Alaskans Should Join Arctic-Wide Food Price Protest Jan. 31 and Boycott AC Stores
I’ve worked in Barrow Alaska, and they are not even exaggerating when they talk about these high prices - while it’s true that there are added costs to flying or barging in food, many of these prices are still hyperinflated above those additions because of the monopoly position of the distributors.
The idea of holding an Arctic-wide boycott of North West-owned stores was initiated by Inuk activist Leesie Papatsie from Iqaluit, Nunavut. Leesie started a Facebook group called Feeding My Family that has served to educate thousands of Canadians about staggering food costs in the Arctic, and how these costs are due in part to the monopoly power of North West in many communities.
The practice of price gouging at North West stores has contributed to too many families not having enough food to eat.
In the majority Inuit territory of Nunavut, for example, 70 percent of preschool-age Inuit children live in homes where there isn’t enough food. Led by Papatsie, Inuit gathered outside of Northern stores across Nunavut in 2012 to protest high food prices.
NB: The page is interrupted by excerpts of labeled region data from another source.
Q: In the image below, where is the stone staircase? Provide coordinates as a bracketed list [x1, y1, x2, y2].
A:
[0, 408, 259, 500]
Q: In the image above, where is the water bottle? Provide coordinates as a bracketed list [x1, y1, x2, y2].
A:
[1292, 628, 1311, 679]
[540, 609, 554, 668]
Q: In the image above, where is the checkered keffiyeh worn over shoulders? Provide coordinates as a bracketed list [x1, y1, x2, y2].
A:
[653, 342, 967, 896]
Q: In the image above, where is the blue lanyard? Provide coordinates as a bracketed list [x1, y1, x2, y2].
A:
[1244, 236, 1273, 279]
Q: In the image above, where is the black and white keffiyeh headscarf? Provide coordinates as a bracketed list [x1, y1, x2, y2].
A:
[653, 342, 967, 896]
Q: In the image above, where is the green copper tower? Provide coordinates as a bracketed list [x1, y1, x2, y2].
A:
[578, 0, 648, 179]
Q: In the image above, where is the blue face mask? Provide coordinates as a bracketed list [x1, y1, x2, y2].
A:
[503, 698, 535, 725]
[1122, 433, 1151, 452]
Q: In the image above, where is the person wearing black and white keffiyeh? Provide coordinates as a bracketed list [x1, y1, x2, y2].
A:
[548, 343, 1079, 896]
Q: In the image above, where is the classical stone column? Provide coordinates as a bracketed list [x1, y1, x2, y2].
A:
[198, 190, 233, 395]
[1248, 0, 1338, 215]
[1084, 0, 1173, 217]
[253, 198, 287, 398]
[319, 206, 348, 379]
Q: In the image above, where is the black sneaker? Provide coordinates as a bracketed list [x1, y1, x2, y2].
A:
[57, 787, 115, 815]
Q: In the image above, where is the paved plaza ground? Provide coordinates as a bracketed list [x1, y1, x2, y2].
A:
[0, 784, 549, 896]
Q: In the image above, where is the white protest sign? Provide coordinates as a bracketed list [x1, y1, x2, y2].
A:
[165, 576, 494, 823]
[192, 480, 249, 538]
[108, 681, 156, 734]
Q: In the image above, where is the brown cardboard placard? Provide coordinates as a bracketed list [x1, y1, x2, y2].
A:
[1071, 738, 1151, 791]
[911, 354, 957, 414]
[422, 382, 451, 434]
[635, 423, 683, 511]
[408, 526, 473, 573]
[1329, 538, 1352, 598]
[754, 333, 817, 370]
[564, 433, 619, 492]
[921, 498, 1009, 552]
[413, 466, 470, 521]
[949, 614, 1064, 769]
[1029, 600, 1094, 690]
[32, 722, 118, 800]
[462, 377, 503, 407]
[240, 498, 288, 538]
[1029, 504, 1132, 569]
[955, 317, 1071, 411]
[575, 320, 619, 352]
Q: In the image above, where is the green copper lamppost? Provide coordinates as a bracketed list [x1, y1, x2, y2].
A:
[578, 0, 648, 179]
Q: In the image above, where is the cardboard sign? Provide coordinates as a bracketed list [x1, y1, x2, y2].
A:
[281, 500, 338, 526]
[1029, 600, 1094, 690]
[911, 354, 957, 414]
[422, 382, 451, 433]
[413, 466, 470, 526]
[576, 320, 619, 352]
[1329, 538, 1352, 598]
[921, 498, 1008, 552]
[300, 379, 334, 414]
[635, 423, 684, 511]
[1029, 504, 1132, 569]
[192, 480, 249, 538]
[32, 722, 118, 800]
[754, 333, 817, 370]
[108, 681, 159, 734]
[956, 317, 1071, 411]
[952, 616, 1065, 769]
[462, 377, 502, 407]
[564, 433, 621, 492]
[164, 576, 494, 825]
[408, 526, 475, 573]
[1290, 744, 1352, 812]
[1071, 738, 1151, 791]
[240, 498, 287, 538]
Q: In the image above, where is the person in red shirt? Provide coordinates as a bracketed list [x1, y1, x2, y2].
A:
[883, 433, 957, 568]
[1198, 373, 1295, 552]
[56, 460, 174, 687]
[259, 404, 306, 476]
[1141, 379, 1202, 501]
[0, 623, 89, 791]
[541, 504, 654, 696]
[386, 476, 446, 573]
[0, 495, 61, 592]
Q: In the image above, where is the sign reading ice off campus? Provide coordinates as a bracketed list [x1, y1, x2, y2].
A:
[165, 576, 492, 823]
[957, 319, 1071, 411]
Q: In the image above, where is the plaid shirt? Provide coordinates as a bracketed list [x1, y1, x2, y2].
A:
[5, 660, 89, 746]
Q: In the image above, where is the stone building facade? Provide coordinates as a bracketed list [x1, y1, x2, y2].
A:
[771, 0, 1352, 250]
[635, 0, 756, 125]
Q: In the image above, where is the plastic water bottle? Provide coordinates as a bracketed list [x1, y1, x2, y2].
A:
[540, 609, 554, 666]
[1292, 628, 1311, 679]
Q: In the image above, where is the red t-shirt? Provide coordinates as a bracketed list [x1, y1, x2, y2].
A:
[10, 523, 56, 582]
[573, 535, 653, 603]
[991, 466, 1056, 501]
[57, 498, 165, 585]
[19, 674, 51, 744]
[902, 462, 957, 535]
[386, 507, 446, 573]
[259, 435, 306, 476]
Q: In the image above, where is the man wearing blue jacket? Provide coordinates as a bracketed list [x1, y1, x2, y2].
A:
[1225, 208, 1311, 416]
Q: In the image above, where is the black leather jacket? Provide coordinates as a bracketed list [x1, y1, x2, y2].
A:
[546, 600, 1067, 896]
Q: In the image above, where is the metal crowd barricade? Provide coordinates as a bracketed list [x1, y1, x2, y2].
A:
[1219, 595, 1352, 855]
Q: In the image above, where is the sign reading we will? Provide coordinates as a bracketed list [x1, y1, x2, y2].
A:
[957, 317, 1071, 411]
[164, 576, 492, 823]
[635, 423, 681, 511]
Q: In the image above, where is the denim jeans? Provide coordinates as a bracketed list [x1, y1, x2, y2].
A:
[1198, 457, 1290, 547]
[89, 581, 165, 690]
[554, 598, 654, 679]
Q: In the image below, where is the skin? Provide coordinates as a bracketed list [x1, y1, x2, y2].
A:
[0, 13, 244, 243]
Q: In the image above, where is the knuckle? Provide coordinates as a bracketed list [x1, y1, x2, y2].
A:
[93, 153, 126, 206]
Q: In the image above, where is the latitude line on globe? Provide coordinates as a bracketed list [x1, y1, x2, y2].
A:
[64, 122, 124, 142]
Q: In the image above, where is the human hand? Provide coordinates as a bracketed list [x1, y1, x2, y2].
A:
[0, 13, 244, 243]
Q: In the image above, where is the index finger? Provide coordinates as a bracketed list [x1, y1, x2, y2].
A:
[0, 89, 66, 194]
Recently, the Huffington Post ran a story about a family of nine in Nunavut sharing a two-bedroom apartment with not enough food to eat. This is a familiar situation in rural Alaska as well, with the major difference being that we lack the research and accompanying media attention about this problem.
Pictures of Northern food prices on the Feeding My Family Facebook page will look familiar to anyone who has ever shopped at AC. At the AC store in Kotzebue you will find $11 gallons of milk, $12 cartons of orange juice, $7 loaves of bread, eggs for $6.50 a dozen, 5-pound bags of carrots going for $12, small containers of blueberries for $9, and $3.60 cans of fruit.